Autrefois, croire en des jours meilleurs passait pour une naïveté généreuse. Aujourd’hui, cela ressemble à un acte de provocation. Espérer, dans un monde tissé de cynisme algorithmique et de calculs électoraux, devient presque une faute de goût – ou pire, une menace. La société préfère les prophètes d’effondrement aux rêveurs de justice. L’espérance dérange, non parce qu’elle ment, mais parce qu’elle insiste. Elle perturbe la mise en récit dominante où tout changement véritable serait soit impossible, soit dangereux.
Dans ce climat de lassitude cultivée, espérer suppose une forme rare de courage : celui d’échapper à l’ironie défaitiste, au commentaire médiatique asphyxiant, aux diagnostics psychiatrisants de la révolte.
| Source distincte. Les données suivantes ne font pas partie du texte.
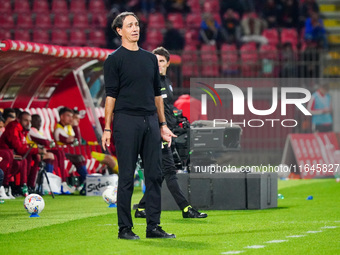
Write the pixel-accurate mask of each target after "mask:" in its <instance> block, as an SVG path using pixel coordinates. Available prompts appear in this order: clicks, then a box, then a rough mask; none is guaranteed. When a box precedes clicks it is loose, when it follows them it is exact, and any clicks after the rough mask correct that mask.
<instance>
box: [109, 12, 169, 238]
mask: <svg viewBox="0 0 340 255" xmlns="http://www.w3.org/2000/svg"><path fill="white" fill-rule="evenodd" d="M112 29H113V31H114V32H116V33H117V34H118V35H119V36H120V38H121V40H122V45H121V46H120V47H119V48H118V49H117V50H115V51H114V52H113V53H112V54H110V55H109V56H108V58H107V59H106V61H105V63H104V79H105V91H106V100H105V129H104V133H103V136H102V146H103V148H105V146H109V144H110V138H111V133H112V135H113V137H114V140H115V145H116V151H117V159H118V165H119V181H118V193H117V213H118V226H119V232H118V238H121V239H139V236H138V235H136V234H135V233H133V232H132V230H131V228H132V227H133V223H132V217H131V196H132V192H133V187H134V182H133V178H134V172H135V168H136V162H137V158H138V154H140V156H141V158H142V161H143V164H144V175H145V184H146V192H145V199H146V206H145V210H146V214H147V218H146V221H147V228H146V237H147V238H174V237H175V235H173V234H168V233H166V232H165V231H164V230H162V228H161V227H160V226H159V224H160V213H161V182H162V173H161V155H162V152H161V142H162V141H161V140H162V139H163V140H164V141H167V142H169V144H170V143H171V137H173V136H174V134H173V133H172V132H171V131H170V129H169V128H168V127H167V123H166V121H165V116H164V105H163V99H162V96H161V84H160V75H159V71H158V63H157V58H156V56H155V55H154V54H152V53H151V52H148V51H145V50H143V49H141V48H139V46H138V39H139V31H140V29H139V21H138V18H137V16H136V15H135V14H134V13H132V12H123V13H121V14H119V15H118V16H117V17H116V18H115V19H114V21H113V22H112ZM112 120H113V131H111V129H110V127H111V122H112Z"/></svg>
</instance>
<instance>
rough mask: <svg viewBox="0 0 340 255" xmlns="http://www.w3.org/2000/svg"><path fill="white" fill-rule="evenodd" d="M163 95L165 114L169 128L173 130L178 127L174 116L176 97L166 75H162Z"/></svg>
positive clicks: (161, 81) (161, 79) (161, 78)
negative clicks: (173, 93)
mask: <svg viewBox="0 0 340 255" xmlns="http://www.w3.org/2000/svg"><path fill="white" fill-rule="evenodd" d="M161 95H162V97H163V101H164V114H165V119H166V122H167V123H168V127H169V128H170V129H173V128H175V127H176V126H177V120H176V117H175V116H174V112H173V110H174V108H175V107H174V105H173V102H174V95H173V89H172V86H171V81H170V79H169V78H168V77H167V76H166V75H161Z"/></svg>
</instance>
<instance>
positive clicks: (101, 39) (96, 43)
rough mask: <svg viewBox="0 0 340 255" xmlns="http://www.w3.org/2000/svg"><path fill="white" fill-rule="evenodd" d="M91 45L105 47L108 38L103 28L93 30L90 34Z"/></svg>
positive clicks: (90, 41)
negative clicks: (105, 37) (105, 33)
mask: <svg viewBox="0 0 340 255" xmlns="http://www.w3.org/2000/svg"><path fill="white" fill-rule="evenodd" d="M89 37H90V38H89V45H91V46H94V47H105V46H106V38H105V33H104V31H102V30H92V31H91V32H90V34H89Z"/></svg>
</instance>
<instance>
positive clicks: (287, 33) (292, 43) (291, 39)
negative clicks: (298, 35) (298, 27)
mask: <svg viewBox="0 0 340 255" xmlns="http://www.w3.org/2000/svg"><path fill="white" fill-rule="evenodd" d="M287 42H288V43H291V44H292V45H295V46H296V45H297V44H298V34H297V31H296V30H295V29H293V28H283V29H282V31H281V44H285V43H287Z"/></svg>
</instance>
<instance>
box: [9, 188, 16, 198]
mask: <svg viewBox="0 0 340 255" xmlns="http://www.w3.org/2000/svg"><path fill="white" fill-rule="evenodd" d="M7 196H9V199H15V197H14V196H13V195H12V188H11V186H9V187H8V190H7Z"/></svg>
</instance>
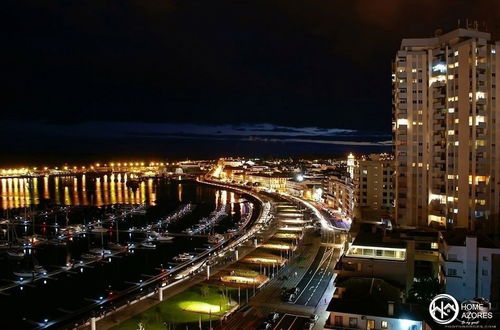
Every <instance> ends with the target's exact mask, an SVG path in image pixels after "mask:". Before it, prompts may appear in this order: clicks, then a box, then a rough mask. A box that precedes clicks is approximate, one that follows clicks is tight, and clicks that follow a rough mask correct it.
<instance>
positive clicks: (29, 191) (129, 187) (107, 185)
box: [0, 174, 182, 210]
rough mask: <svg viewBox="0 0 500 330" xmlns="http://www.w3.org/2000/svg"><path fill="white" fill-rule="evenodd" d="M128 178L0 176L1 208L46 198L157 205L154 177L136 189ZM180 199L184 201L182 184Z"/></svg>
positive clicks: (112, 176) (20, 207) (179, 193)
mask: <svg viewBox="0 0 500 330" xmlns="http://www.w3.org/2000/svg"><path fill="white" fill-rule="evenodd" d="M127 179H128V177H127V174H123V175H122V174H117V175H115V174H111V175H109V176H108V175H103V176H97V177H94V178H88V177H87V176H85V175H80V176H66V177H57V176H52V177H49V176H45V177H41V178H3V179H0V197H1V208H2V209H3V210H7V209H14V208H23V207H28V206H30V205H38V204H40V203H41V202H42V201H43V200H45V201H50V202H51V203H54V204H57V205H95V206H102V205H109V204H144V203H146V204H148V205H154V204H155V200H156V185H155V184H154V182H153V179H148V180H146V181H141V182H140V183H139V186H138V187H137V188H135V189H133V188H131V187H129V186H127ZM178 199H179V201H182V185H180V184H179V188H178Z"/></svg>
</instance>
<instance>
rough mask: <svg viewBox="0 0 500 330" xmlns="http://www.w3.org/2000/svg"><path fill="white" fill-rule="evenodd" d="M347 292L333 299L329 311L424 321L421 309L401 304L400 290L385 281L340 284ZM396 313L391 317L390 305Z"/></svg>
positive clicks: (370, 278) (377, 280)
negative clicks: (391, 303)
mask: <svg viewBox="0 0 500 330" xmlns="http://www.w3.org/2000/svg"><path fill="white" fill-rule="evenodd" d="M338 286H339V287H341V288H344V289H345V291H344V292H343V294H342V297H341V298H333V299H332V300H331V301H330V304H329V305H328V308H327V311H329V312H340V313H349V314H361V315H371V316H381V317H388V318H397V319H406V320H415V321H418V320H423V319H424V318H423V313H422V311H421V310H420V308H419V307H418V306H416V305H412V304H403V303H400V299H399V290H398V289H397V288H395V287H393V286H392V285H390V284H388V283H387V282H385V281H384V280H381V279H375V278H351V279H348V280H346V281H344V282H342V283H340V284H338ZM390 302H391V303H393V304H394V312H393V313H392V315H389V303H390Z"/></svg>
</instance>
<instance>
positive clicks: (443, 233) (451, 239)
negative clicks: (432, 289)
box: [439, 228, 500, 302]
mask: <svg viewBox="0 0 500 330" xmlns="http://www.w3.org/2000/svg"><path fill="white" fill-rule="evenodd" d="M439 243H440V244H439V245H440V246H439V251H440V254H441V259H440V262H441V270H442V276H443V277H444V283H445V290H446V293H448V294H450V295H452V296H453V297H455V298H456V299H458V300H467V299H473V298H476V297H482V298H486V299H489V300H490V301H493V302H495V301H496V302H498V301H499V298H500V283H499V282H500V281H499V279H500V247H498V246H497V245H495V243H494V242H493V241H491V240H490V239H489V238H488V237H486V236H485V235H483V234H480V233H468V232H467V230H466V229H464V228H457V229H454V230H453V231H448V232H442V233H441V234H440V242H439Z"/></svg>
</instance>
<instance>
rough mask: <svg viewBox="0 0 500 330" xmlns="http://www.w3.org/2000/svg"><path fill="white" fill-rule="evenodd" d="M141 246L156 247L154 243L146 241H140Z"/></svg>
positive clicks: (155, 247)
mask: <svg viewBox="0 0 500 330" xmlns="http://www.w3.org/2000/svg"><path fill="white" fill-rule="evenodd" d="M141 246H142V247H145V248H148V249H155V248H156V245H154V244H153V243H150V242H147V241H144V242H142V243H141Z"/></svg>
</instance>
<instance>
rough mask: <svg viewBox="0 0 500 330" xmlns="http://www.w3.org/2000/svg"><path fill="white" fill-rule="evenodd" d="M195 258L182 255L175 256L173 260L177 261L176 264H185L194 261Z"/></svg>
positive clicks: (193, 257)
mask: <svg viewBox="0 0 500 330" xmlns="http://www.w3.org/2000/svg"><path fill="white" fill-rule="evenodd" d="M193 258H194V256H193V255H192V254H189V253H181V254H179V255H178V256H175V257H174V258H173V260H174V261H176V262H184V261H189V260H192V259H193Z"/></svg>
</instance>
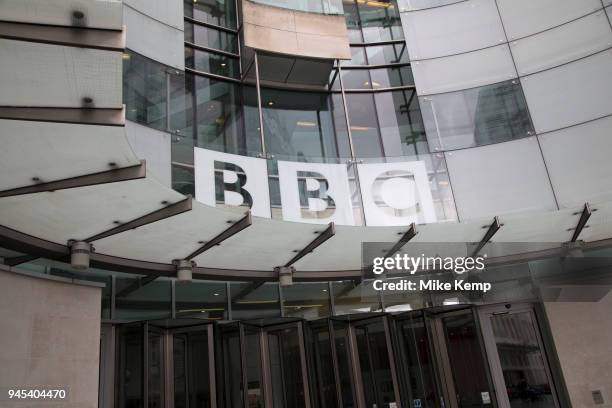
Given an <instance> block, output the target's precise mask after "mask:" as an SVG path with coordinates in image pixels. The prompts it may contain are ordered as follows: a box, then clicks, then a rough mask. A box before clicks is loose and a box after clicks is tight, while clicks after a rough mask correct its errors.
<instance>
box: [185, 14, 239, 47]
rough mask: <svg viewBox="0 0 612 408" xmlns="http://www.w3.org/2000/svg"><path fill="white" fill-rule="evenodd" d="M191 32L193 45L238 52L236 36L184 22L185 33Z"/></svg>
mask: <svg viewBox="0 0 612 408" xmlns="http://www.w3.org/2000/svg"><path fill="white" fill-rule="evenodd" d="M188 30H193V43H194V44H196V45H201V46H203V47H209V48H214V49H217V50H221V51H227V52H233V53H237V52H238V40H237V38H238V37H237V36H236V34H232V33H228V32H225V31H221V30H216V29H214V28H208V27H204V26H201V25H198V24H192V23H189V22H187V21H186V22H185V31H188Z"/></svg>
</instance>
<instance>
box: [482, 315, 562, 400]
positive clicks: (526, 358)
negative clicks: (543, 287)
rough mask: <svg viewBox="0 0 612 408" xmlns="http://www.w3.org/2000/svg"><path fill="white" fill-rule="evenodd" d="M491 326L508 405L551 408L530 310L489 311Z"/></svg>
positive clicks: (550, 394)
mask: <svg viewBox="0 0 612 408" xmlns="http://www.w3.org/2000/svg"><path fill="white" fill-rule="evenodd" d="M491 326H492V328H493V334H494V336H495V344H496V345H497V353H498V354H499V360H500V363H501V368H502V371H503V373H504V381H505V382H506V390H507V392H508V399H509V400H510V406H511V407H512V408H523V407H534V408H535V407H537V408H548V407H550V408H554V407H555V406H556V405H555V401H554V399H553V396H552V390H551V386H550V381H549V378H548V375H547V373H546V368H545V365H544V364H545V363H544V356H543V354H542V350H541V348H540V344H539V342H538V337H537V336H538V335H537V333H536V327H535V321H534V318H533V315H532V313H531V312H520V313H511V314H501V315H492V316H491Z"/></svg>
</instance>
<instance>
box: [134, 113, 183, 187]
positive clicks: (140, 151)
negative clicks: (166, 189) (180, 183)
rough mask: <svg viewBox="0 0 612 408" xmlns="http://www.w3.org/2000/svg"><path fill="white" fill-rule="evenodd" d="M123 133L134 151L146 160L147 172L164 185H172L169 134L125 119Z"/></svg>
mask: <svg viewBox="0 0 612 408" xmlns="http://www.w3.org/2000/svg"><path fill="white" fill-rule="evenodd" d="M125 133H126V135H127V140H128V141H129V142H130V145H131V146H132V149H133V150H134V153H135V154H136V156H137V157H138V158H139V159H144V160H146V161H147V172H148V173H150V174H152V175H153V176H154V177H155V178H156V179H157V180H158V181H159V182H160V183H162V184H163V185H164V186H166V187H172V170H171V166H170V161H171V160H170V146H171V144H170V143H171V140H170V137H171V136H170V134H169V133H166V132H160V131H159V130H155V129H152V128H150V127H147V126H142V125H139V124H136V123H134V122H129V121H126V123H125Z"/></svg>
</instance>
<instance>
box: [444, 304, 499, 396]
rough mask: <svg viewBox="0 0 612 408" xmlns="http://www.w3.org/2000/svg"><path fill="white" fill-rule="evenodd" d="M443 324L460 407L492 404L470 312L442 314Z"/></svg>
mask: <svg viewBox="0 0 612 408" xmlns="http://www.w3.org/2000/svg"><path fill="white" fill-rule="evenodd" d="M442 323H443V326H444V335H445V338H446V347H447V350H448V357H449V360H450V364H451V370H452V373H453V379H454V381H455V392H456V393H457V403H458V404H459V407H491V406H492V405H491V396H492V395H493V393H492V392H491V389H490V387H489V382H488V379H487V374H486V373H487V370H486V364H487V363H486V361H485V360H484V354H483V350H482V347H481V344H480V340H479V338H478V336H479V335H480V330H479V329H478V328H477V327H476V322H475V320H474V316H473V315H472V312H471V311H469V312H465V313H460V314H455V315H450V316H447V317H444V318H443V319H442ZM483 393H484V394H483ZM487 397H488V399H487ZM487 400H488V401H489V402H488V403H487V402H486V401H487Z"/></svg>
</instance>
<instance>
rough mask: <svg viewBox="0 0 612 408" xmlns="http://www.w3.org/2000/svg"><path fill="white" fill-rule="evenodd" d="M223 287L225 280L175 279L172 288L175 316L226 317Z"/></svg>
mask: <svg viewBox="0 0 612 408" xmlns="http://www.w3.org/2000/svg"><path fill="white" fill-rule="evenodd" d="M225 288H226V286H225V282H208V281H200V280H194V281H193V282H181V281H176V283H175V288H174V291H175V302H176V316H177V317H186V316H189V315H195V316H197V318H199V319H209V320H221V319H226V318H227V311H226V308H227V300H226V299H227V298H226V294H225Z"/></svg>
Si l’ordre établi tient tant à décrédibiliser l’espoir, ce n’est pas parce qu’il le trouve naïf, mais parce qu’il le sait puissant. Il sait que les idées dangereuses ne sont pas les plus extrêmes, mais celles qui rallument le possible. C’est pourquoi toute librairie qui vend encore Gramsci, tout collectif qui lève la main en assemblée, devient suspect.
Espérer, c’est refuser l’hypnose du raisonnable. C’est se lever contre les fatalités de marché, les algorithmes du fatalisme et les éditoriaux saturés de résignation. Ce n’est pas une fuite mais un retour : à la parole vive, à la pensée collective, à la liberté de s’imaginer autrement. Ce que les puissants redoutent, ce n’est pas l’utopie en soi, mais son chemin : ces gestes simples de solidarité, ces assemblées locales, ces voix qui refusent de se taire. Espérer, en ce sens, c’est désobéir.
Il y a aujourd’hui quelque chose de profondément subversif à dire “Et si ?” — et à le dire à plusieurs. L’espoir, lorsqu’il devient partageable, devient contagieux. Et dans un monde structuré pour empêcher la contagion émancipatrice, toute fissure dans le désespoir organisé devient politique. Nous sommes nombreux à vivre dans ces interstices. À signaler, modestement mais fermement, que l’avenir n’est pas l’apanage des institutions qui l’éteignent.
Alors non, espérer n’est pas une faiblesse : c’est une forme de résistance perceptive. C’est encore et toujours une manière de voir au-delà de ce qui nous est donné. Et cela suffit, parfois, à faire reculer la peur. Parce que dans un monde où tout semble verrouillé, ce que le pouvoir craint le plus, c’est que le peuple redécouvre qu’il peut – ensemble – en tourner la clé.